Aterrorizado, Folubert se sirvió maquinalmente un segundo vaso y se lo bebió de un trago.
El Mayor no dijo ni pío. Se acercó a Berdindin y cogiéndolo de un brazo le hizo una llave. Berdindin voló por los aires. Aprovechando la circunstancia, el Mayor le quitó los pantalones antes de que volviera a caer al suelo.
– Venga, tío, ponte en marcha -le dijo cuando hubo caído.
Después miró a las chicas.
– ¿Alguna voluntaria? -preguntó sonriendo con malicia.
– Ya está bien -dijo Berdindin, que tartamudeaba medio atontado todavía, e intentó agarrarse al Mayor.
En mala hora. Éste le levantó en vilo y volvió a dejarle caer pesadamente al suelo. Berdindin hizo ¡ploff! y se quedó donde había tocado tierra, frotándose las costillas.
– A ver, tú, la pelirroja -dijo el Mayor-. Ven para acá.
– Déjame en paz -dijo Jennifer palideciendo.
En aquel instante, Folubert estaba vaciando su cuarto vaso, y la voz de Jennifer produjo en él el efecto de una centella. Giró lentamente sobre los tacones y la miró.
El Mayor se acercó a ella y, con gesto brusco, le arrancó la hombrera de su glauco vestido. (La verdad me obliga a reconocer que el espectáculo que quedó al descubierto era encandilador.)
– Déjame en paz -dijo Jennifer por segunda vez.
Folubert se pasó la mano por los ojos.
– ¡Debe tratarse de un sueño! -murmuro con voz pastosa.
– Acércate -le dijo de improviso el Mayor-. Vas a ocuparte de sujetarla mientras el botarate ese actúa.
– ¡No! -gritó Berdindin-. ¡No quiero…! ¡Cualquier cosa menos eso…! ¡Una mujer, no!
– Está bien -accedió el Mayor-. Soy un buen Mayor.
Dicho lo cual, volvió a acercarse a Folubert, pero sin soltar a Jennifer.
– Desnúdate -dijo a aquél- y encárgate de ese truhán. Yo me encargaré de la chica.
– Me niego -contestó Folubert-. Y ya te puedes ir yendo a dar la tabarra a casa de otro. Nos estás dando en los cojones.
El Mayor soltó a Jennifer. Aspiró una larga bocanada de aire y su tórax se dilató por lo menos un metro y veintidnco centímetros.

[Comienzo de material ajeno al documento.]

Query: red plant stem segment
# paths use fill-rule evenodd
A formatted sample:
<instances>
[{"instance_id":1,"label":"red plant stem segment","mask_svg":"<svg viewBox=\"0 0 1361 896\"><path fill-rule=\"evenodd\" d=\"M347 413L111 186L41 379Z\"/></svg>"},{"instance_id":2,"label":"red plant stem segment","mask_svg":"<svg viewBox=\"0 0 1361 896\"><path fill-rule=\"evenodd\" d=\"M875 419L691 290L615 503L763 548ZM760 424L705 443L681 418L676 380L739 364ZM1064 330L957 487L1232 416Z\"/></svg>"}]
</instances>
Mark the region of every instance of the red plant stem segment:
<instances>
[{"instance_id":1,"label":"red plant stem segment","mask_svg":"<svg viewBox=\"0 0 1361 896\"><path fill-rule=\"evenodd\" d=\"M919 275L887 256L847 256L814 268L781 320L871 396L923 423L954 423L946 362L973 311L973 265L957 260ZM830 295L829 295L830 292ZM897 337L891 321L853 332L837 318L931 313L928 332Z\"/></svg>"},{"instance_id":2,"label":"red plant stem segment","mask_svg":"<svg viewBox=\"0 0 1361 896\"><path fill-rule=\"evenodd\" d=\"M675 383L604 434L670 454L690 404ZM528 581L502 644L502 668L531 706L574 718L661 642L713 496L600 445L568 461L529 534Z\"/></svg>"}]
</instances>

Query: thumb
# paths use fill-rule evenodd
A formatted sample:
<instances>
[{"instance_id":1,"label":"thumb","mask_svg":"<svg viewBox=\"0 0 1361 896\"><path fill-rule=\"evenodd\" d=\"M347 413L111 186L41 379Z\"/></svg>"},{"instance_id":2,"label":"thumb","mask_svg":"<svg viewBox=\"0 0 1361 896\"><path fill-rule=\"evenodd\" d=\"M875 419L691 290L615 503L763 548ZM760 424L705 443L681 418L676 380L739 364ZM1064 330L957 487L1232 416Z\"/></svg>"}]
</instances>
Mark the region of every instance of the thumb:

Jennifer miró sorprendida a Folubert, no sabiendo demasiado bien si debía volver a levantarse la delantera del vestido o si, por el contrario, seria más prudente dejarle reunir mayores arrestos a la vista del espectáculo. Finalmente optó por la segunda solución.
Folubert miró a Jennifer y relinchó. Piafó nerviosamente en el mismo lugar donde estaba y, a continuación, cargó contra el Mayor. Alcanzado en pleno plexo solar en el momento en que acababa de dilatar el tórax, este último se dobló en dos con terrible estrépito. Casi al instante volvió a ponerse derecho, pero Folubert aprovechó para hacerle una llave de judo absolutamente clásica: esa que consiste en abatir las orejas del castigado sobre sus ojos, al tiempo que se le insufla aire por los agujeros de la nariz.
El Mayor se puso azul eléctrico y quedó aturdido. En ese momento, Folubert, a quien el amor y los tragos habían decuplicado las fuerzas, introdujo la cabeza entre las piernas del Mayor, lo levantó en vilo y lo arrojó a la calle a través de la vidriera del salón por encima de la mesa tan abundantemente surtida de provisiones.